Here the joint cavity is so large that there is early effusion of fluid,
in most cases, which is in this location easily recognizable; hence
the distinctive symptoms consist of pain, tenderness, swelling, limp
muscle spasm, with, finally, limitation of motion, deformity, and
atrophy. In addition to these features there may be added those due
to the formation and the escape of pus, i. e., one may have the signs
of acute or old suppuration, while the parts about the joint may be
riddled with old sinuses. The deformity of these cases is usually
characterized by a certain amount of external rotation of the leg,
while a species of knock-knee is not uncommon. Actual lengthening
of the limb due to overactivity at the epiphyseal junctions may also
be noted.
Treatment.—The treatment of white swelling is based upon the
principles already laid down for the treatment of spinal
and hip caries, the underlying feature being traction to a degree
sufficient to overcome muscle spasm, unless it be too late to permit
a subsidence of active changes. When seen early a few weeks of
confinement in bed, with effective traction, followed by fixation with
plaster-of-Paris bandage, combined with the Thomas splint (see
above) or with some other form of more elaborate apparatus, by
which rest and traction can be continually maintained, will be
needed. The presence of tuberculous disease about the knee
permits of the application of the elastic bandage above the knee, by
which the congestion treatment of Bier can be more or less
effectually carried out. It would, however, be a mistake to rely entirely
upon this to the neglect of traction and rest, nor should too much be
expected of it in severe cases. It is a method to be used early rather
than late.
The final resort is excision, which is practically adapted to cases of
moderate type in young adults, where the bones have attained their
full growth and where it will afford a prospect of cure in a minimum of
time. It is undesirable in children because it is so often necessary to
remove the epiphyses, and because of the arrest of development
that follows such removal and the consequent shortening of the limb.
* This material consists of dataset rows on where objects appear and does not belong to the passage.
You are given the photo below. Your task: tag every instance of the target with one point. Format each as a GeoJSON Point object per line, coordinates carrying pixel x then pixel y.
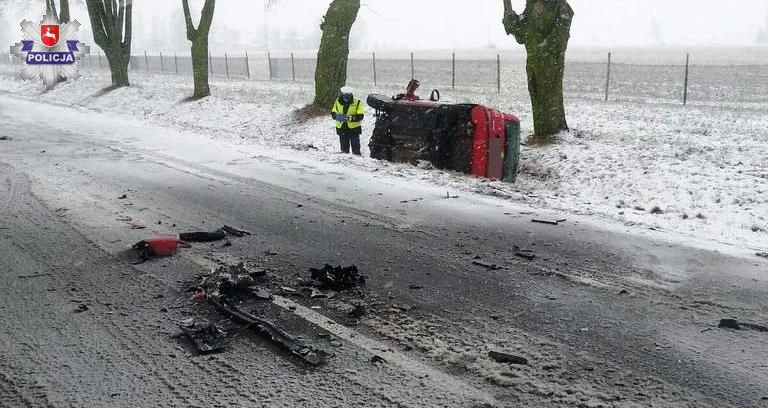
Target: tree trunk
{"type": "Point", "coordinates": [544, 29]}
{"type": "Point", "coordinates": [111, 22]}
{"type": "Point", "coordinates": [118, 66]}
{"type": "Point", "coordinates": [200, 67]}
{"type": "Point", "coordinates": [333, 54]}
{"type": "Point", "coordinates": [64, 14]}
{"type": "Point", "coordinates": [199, 50]}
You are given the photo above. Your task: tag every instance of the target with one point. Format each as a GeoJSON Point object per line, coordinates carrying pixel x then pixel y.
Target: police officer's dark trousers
{"type": "Point", "coordinates": [349, 139]}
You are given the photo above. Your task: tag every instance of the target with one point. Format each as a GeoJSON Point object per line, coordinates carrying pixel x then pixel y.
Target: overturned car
{"type": "Point", "coordinates": [469, 138]}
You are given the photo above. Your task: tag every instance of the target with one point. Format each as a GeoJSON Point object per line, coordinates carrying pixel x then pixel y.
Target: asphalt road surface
{"type": "Point", "coordinates": [605, 319]}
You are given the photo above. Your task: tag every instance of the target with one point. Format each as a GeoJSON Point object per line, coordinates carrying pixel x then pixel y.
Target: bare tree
{"type": "Point", "coordinates": [199, 38]}
{"type": "Point", "coordinates": [333, 53]}
{"type": "Point", "coordinates": [111, 23]}
{"type": "Point", "coordinates": [544, 28]}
Nevertheless even in children it may be demanded and may be
considered as a resort superior to amputation, the latter being
reserved usually for a life-saving measure or for desperate cases
where destruction has been practically complete and the limb is
hopelessly useless.
Of the other large joints, all of which may be involved in
tuberculous processes similar to those just discussed, it may be said
that they come under the general rules of treatment already laid
down.

NON-CARIOUS DEFORMITIES.
TORTICOLLIS; WRYNECK.
This term includes a peculiar postural deformity by which the head
is rotated and inclined abnormally to one side in a more or less fixed
position. As to the causes of the deformity two will be considered:
Congenital causes include:
1. Injury to the sternomastoid muscle at birth, which is perhaps the
commonest.
2. Abnormal intra-uterine position and pressure.
3. Arrest of muscular development.
4. Intra-uterine myositis, the muscles being sometimes found
actually altered in structure.
5. Defective development of the upper vertebrae or such distorted
growth as is often met along with other deformities, e. g., club-foot.
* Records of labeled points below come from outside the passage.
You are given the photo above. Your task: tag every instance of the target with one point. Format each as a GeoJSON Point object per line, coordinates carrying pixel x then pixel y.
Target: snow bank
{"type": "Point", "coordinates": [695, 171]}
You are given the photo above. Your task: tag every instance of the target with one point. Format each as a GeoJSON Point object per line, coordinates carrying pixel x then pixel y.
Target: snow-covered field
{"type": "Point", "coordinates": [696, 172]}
The acquired causes include:
1. Traumatisms, either direct, as by injury to the muscles, such as
may happen from gunshot wounds, etc., or follow operations by
which the spinal accessory has been injured, or by burns, and other
lesions which cause much cicatricial contraction.
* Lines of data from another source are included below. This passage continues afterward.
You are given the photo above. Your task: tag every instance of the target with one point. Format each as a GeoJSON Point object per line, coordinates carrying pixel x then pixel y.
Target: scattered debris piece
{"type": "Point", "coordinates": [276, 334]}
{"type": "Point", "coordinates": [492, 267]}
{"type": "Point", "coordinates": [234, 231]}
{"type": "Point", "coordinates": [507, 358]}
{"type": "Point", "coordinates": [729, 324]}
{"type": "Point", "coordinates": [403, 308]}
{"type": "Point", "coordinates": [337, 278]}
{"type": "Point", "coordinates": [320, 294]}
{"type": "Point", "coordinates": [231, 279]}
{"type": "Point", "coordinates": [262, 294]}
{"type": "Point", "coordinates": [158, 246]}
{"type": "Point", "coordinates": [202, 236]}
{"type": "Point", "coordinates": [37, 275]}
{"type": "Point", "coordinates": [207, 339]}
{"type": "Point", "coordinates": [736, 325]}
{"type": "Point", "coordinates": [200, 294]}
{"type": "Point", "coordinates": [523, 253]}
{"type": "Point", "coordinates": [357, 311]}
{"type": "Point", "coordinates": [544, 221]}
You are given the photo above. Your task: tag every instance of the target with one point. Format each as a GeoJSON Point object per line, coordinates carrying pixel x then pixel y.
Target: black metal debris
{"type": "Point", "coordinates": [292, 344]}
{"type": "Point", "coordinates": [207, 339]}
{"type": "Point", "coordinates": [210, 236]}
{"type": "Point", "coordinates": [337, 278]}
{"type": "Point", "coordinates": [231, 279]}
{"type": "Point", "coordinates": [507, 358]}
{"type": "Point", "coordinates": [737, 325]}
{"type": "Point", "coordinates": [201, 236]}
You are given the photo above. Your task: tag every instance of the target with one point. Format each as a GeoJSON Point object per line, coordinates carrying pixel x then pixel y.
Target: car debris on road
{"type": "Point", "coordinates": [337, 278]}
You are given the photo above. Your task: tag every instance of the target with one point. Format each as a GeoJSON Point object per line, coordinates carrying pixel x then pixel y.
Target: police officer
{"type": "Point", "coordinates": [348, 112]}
2. Reflex activity in connection with disease of the lymph nodes,
deep cervical abscesses, parotid phlegmons or tumors, etc.
Whitman states that tuberculous disease of the cervical nodes
caused the condition in 50 per cent. of over 100 cases analyzed by
him.
3. Reflexes from the eyes, as Bradford and Lovett have described
from the orthopedist’s standpoint, and Gould from that of the oculist,
refractive errors causing the head to be held in unnatural positions in
order to improve vision.
4. Compensation in high degrees of rotary lateral curvature, the
effort being to keep the head facing to the front.
5. Myositis, usually rheumatic, but sometimes a sequel of the
infectious fevers, or even of gonorrhea.
6. Habitual deformity, the result of occupation or sheer bad habit.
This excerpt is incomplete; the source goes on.